1. Movement Prep/Activation and Increasing Heart Rate

Hip Halo Warm-up


3 sets:

30-second Echo Bike

5 1¼ Squats (empty bar)

5 hang Power Cleans

10 Alternating V-Ups

2. Strength Prep

Athletes will have pause front squats today. The weight selected should be 70% of 1rm and athletes should pause for 2 seconds at the bottom of each squat. Athletes should maintain tension at the bottom of the squat and ensure that they breathe out through pursed lips when standing (and not holding their breath). For weighted pull-ups, we will use 65% of the heavy single weight established during the test week. If athletes used a band during test week to complete a strict pull-up, they should move the band up 2-3 spots on the rig from test week height and perform strict reps.

3. Workout Prep

2 sets:

5/4 Calorie Echo Bike

5 Hang Power Cleans (increase weight)


Paused Front Squat (5X2)

2 Pause Front Squats x 5 sets @70% of 1RM

* Rest as needed between sets *

Weighted Chin Up (5X3)

3 Strict Weighted Pull-ups x 5 sets @65% of 1RM

* Rest as needed between sets


Metcon (Time)


Hang Power Cleans (95/65)

Calorie Echo Bike

(Women Calories: 16-14-12-10-8-6)

Target time: 8-10 minutes

Time cap: 14 minutes


The stimulus is moderate- high intensity.
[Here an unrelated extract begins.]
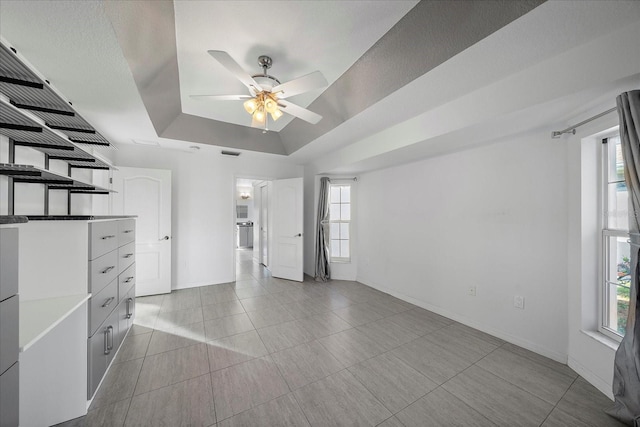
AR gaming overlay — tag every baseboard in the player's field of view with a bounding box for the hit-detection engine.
[357,277,568,365]
[567,356,613,402]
Athletes should start off a little conservative in the early rounds and steadily increase their effort as the reps descend. Athletes must realize that they should apply an effort to the echo bike that they feel is maintainable over all sets. Fatigue will build across sets in the legs from the bike effort, so athletes should be mindful of how they approach the bike off the start.

Let’s see if we can keep transitions short and sweet between each movement.